Mr. Speaker, the member said that Vietnam and Iraq are identical. They are not identical at all. In Vietnam it was a conscripted army and in Iraq it is a volunteer army.

The member talked about Iraq. She should maybe look at what Iraq is like today. Iraq is actually in pretty good shape.

What is really outrageous is that we are taking three hours away from discussing the criminal justice agenda, justice issues that would make life safer for Canadians. The NDP is taking three hours out of that to talk about criminals from another country.

First of all, we are very pleased to welcome to Canada those who seek a peaceful life, but not criminals avoiding a lawful process in another country; another country, by the way, that shares the same values as Canada, shares the same sense of responsibility to people around the world. Why is the member presupposing judgment in the United States for these criminals if they were to return to the United States?

The member has put a lot of faith in President Obama. The NDP members seem to be enthused about the arrival of President Obama on the scene. Why is she not putting faith in President Obama to deal with these people in a humane and reasonable manner?

Citizenship and Immigration
Committees of the House
Routine Proceedings

10:30 a.m.

NDP

Olivia Chow Trinity—Spadina, ON

Mr. Speaker, I want to correct a statement. The hon. member said that during the Vietnam war the people who came to Canada were all conscripted. That is not true. Some of them were, but there is a good number who fought in Vietnam voluntarily and then refused to continue fighting. Some volunteered and then decided, after seeing what other soldiers were going through, not to go at all. Of the 50,000 people who came to Canada, a good percentage of them were in fact not conscripted.

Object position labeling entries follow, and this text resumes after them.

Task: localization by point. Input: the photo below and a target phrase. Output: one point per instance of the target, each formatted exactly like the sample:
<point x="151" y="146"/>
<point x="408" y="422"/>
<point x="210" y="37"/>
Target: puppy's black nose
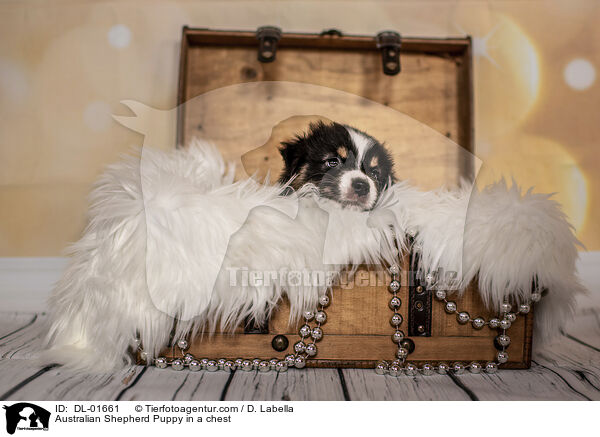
<point x="360" y="187"/>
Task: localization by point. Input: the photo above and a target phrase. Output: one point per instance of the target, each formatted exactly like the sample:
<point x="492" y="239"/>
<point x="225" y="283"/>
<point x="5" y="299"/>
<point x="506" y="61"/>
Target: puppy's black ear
<point x="291" y="152"/>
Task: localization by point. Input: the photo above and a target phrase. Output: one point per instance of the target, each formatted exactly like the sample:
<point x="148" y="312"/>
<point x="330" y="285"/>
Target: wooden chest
<point x="246" y="106"/>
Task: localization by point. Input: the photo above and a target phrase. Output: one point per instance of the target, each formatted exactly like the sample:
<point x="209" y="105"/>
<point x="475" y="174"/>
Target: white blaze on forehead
<point x="346" y="187"/>
<point x="362" y="144"/>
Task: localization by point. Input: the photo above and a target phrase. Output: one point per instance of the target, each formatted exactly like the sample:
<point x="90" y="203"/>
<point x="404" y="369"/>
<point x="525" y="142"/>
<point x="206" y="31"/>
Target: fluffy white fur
<point x="167" y="229"/>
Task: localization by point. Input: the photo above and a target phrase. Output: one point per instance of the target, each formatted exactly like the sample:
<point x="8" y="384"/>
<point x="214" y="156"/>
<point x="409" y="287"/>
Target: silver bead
<point x="311" y="349"/>
<point x="458" y="368"/>
<point x="273" y="363"/>
<point x="264" y="366"/>
<point x="397" y="336"/>
<point x="290" y="359"/>
<point x="502" y="357"/>
<point x="505" y="324"/>
<point x="503" y="340"/>
<point x="450" y="307"/>
<point x="494" y="323"/>
<point x="317" y="333"/>
<point x="300" y="347"/>
<point x="381" y="368"/>
<point x="182" y="344"/>
<point x="475" y="367"/>
<point x="394" y="370"/>
<point x="427" y="369"/>
<point x="396" y="319"/>
<point x="411" y="369"/>
<point x="443" y="368"/>
<point x="478" y="323"/>
<point x="160" y="362"/>
<point x="177" y="364"/>
<point x="402" y="353"/>
<point x="491" y="367"/>
<point x="305" y="331"/>
<point x="395" y="302"/>
<point x="300" y="362"/>
<point x="463" y="317"/>
<point x="320" y="317"/>
<point x="324" y="300"/>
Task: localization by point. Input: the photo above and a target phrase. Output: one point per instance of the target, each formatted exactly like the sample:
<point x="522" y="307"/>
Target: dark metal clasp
<point x="268" y="37"/>
<point x="389" y="42"/>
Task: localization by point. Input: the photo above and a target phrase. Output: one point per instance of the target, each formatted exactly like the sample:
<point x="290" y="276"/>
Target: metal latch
<point x="268" y="37"/>
<point x="389" y="43"/>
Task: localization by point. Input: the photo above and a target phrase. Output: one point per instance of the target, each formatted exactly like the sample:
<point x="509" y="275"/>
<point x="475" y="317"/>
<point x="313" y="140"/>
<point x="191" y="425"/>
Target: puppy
<point x="347" y="165"/>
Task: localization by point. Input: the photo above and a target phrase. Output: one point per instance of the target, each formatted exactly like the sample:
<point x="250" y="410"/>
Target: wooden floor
<point x="568" y="370"/>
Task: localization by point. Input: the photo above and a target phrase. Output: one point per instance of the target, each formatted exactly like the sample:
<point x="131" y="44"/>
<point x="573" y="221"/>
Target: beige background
<point x="66" y="65"/>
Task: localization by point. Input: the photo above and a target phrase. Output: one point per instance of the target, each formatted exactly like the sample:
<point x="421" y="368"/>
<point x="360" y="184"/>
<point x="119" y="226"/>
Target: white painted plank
<point x="168" y="384"/>
<point x="25" y="343"/>
<point x="366" y="385"/>
<point x="293" y="385"/>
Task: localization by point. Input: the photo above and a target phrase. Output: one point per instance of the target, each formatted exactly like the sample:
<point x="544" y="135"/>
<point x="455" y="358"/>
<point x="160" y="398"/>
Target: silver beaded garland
<point x="311" y="349"/>
<point x="478" y="323"/>
<point x="397" y="336"/>
<point x="320" y="317"/>
<point x="450" y="307"/>
<point x="182" y="344"/>
<point x="177" y="364"/>
<point x="305" y="331"/>
<point x="503" y="340"/>
<point x="475" y="367"/>
<point x="396" y="319"/>
<point x="316" y="334"/>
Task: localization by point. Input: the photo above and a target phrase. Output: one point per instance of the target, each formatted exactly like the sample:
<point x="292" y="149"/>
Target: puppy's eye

Also, we cannot presuppose that these young men and women are criminals. I talked about Sergeant Patrick Hart, who has been in the army for eight years. He is a decorated solider. To say that these people are criminals is presupposing that they have committed a crime. Can we say to a person who has refused to kill another human being that he or she has committed a crime? I do not consider that to be a crime, especially in a war that is not sanctioned by the United Nations and a war in which Canada refused to participate. I am quite proud that Canada did not send soldiers to Iraq, and as such, they did not have to go through the kind of experiences that many of these war resisters have had to experience.

We need to listen to their words. Joshua Key, for example, said that he saw a young girl being shot in the back of the head. After that experience, even though he had been there for over a year, he could not continue that kind of tour of duty and he left.

I hope that my colleague takes the time to read the account of these soldiers who are in the Iraq war and understand that some of them have been subject to a stop-loss extension, which means that they had to go back for a second, third or fourth tour of duty and they did not want to do so. There is nothing voluntary about that. They are conscripted to go back many times against their will. That is why they are here.

Citizenship and Immigration
Committees of the House
Routine Proceedings

10:35 a.m.

Liberal

Paul Szabo Mississauga South, ON

Mr. Speaker, this is an issue which is important for the House to consider. More important, when matters such as this one come before the House and we have the conclusion and the recommendation of the committee but none of the substantive argument, it makes it very difficult for the House to understand the compelling reasons that a particular position ought to be taken.

I would ask the member, rather than her interpretation, to give the House an indication of the substantive arguments that were made by witnesses before the committee as to why we ought not to move forward as recommended by the committee.